Bricker, that makes sense. Thanks.

A final thought: I suppose it is almost always the case that in any individual police encounter in which one has nothing private (legal or not) to hide, the best course of action is cooperation. The problem is that if only those with something they want to keep from the government exercise their rights to do so, then such people are inherently suspicious and police will be more likely keep their nose in their business or even manufacture reasons to further investigate them. That would be OK if the only things people tried to hide were illegal things, but there is a whole realm of things we might legitimately want to hide from the state without tipping our hand by the very exercise of our rights. For example, suppose the Grandpa’s child was in drug rehab and he was embarrassed of this fact. When asked where the grandchild’s parent is, he might prefer not to answer. We want him to be able to exercise that right without raising the hackles of the police. So it might make rational sense for everyone to exercise their rights when they can, so that the exercise of rights does not itself become suspicious. Just a thought.

So they do need reasonable cause before they can perform a “legal stop” and run warrants and such? I suppose the 9-11 call wouldn’t be enough.

I understand there is a difference between the “reasonable suspicion” that is enough to warrant a legal stop, and “probable cause” for an arrest. Or do I have that wrong, too?

No, I just like bragging on my kids. And it will be worse with my grandchildren, when I have some.

Let some Gestapo wannabe stop me because my grandkids are Asian and I’m not. By the time I finish with even the first set of baby pcitures, they will have to threaten me with a Tazer just to get me to shut up and go away.

And even that might not work.

I mostly agree with what Algher said in post # 80.

I hear accusations here that the police were doing racial profiling. I don’t think that racial profiling applies. Racial profiling would imply that they asked questions only because one of the individuals was of a certain race. I believe from what I read in the thread is that they asked questions because the adult and the child were of different races, so it is less likely that they are related than if they were of the same race. It seems to me that this is just common sense.

I don’t see how it is a great triumph for civil liberties for someone to tell a policeman, when the policeman asks you “is this your child?”, to answer “None of your business. Am I free to go?” An example of a great triumph for civil liberties is Rosa Parks refusing to move to the back of the bus. I really don’t see how it would harm anyone’s civil liberties to say “I am watching this child with the approval of her mother.”
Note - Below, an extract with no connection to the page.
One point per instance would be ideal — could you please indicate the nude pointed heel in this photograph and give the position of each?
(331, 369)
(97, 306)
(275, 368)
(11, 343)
Wholly aside from the issue of civil liberties, I believe that treating a policeman like a human being instead of someone who is automatically my enemy is a better course of action in a civilized society. At some point you may want to take an adversarial approach but in general I don’t see how it’s so laudable to be obstructive.

Not a great triumph, surely, but an exercise of those rights. Sometimes the most important exercises of civil rights (see free speech) are the ones we find distasteful, or don’t want to emulate. They’re rights not because we can do something everyone favors with them, but because people who we very much dislike are protected by them to do things that we find patently offensive. (and this case doesn’t even come close to that level).

I agree with treating a policeman like a human being. Is there any suggestion here that the godfather was anything less than polite? He asked a question, and the officer refused to answer it. That, to my mind, is the impolite thing.

Correct – the 9-11 call wouldn’t be enough, because it failed to describe a crime or circumstances from which a reasonable person could infer a crime.

Right. Probable cause exists when a man of reasonable caution believes that a crime probably has been committed. “Reasonable, articulable suspicion” is a level of suspicion below probable cause, but above an inchoate hunch or guess. To reach reasonable suspicion, the cop must be able to articulate specific facts that gave rise to his suspicion that a crime was involved. Needless to say, race alone can never serve as the basis for reasonable suspicion.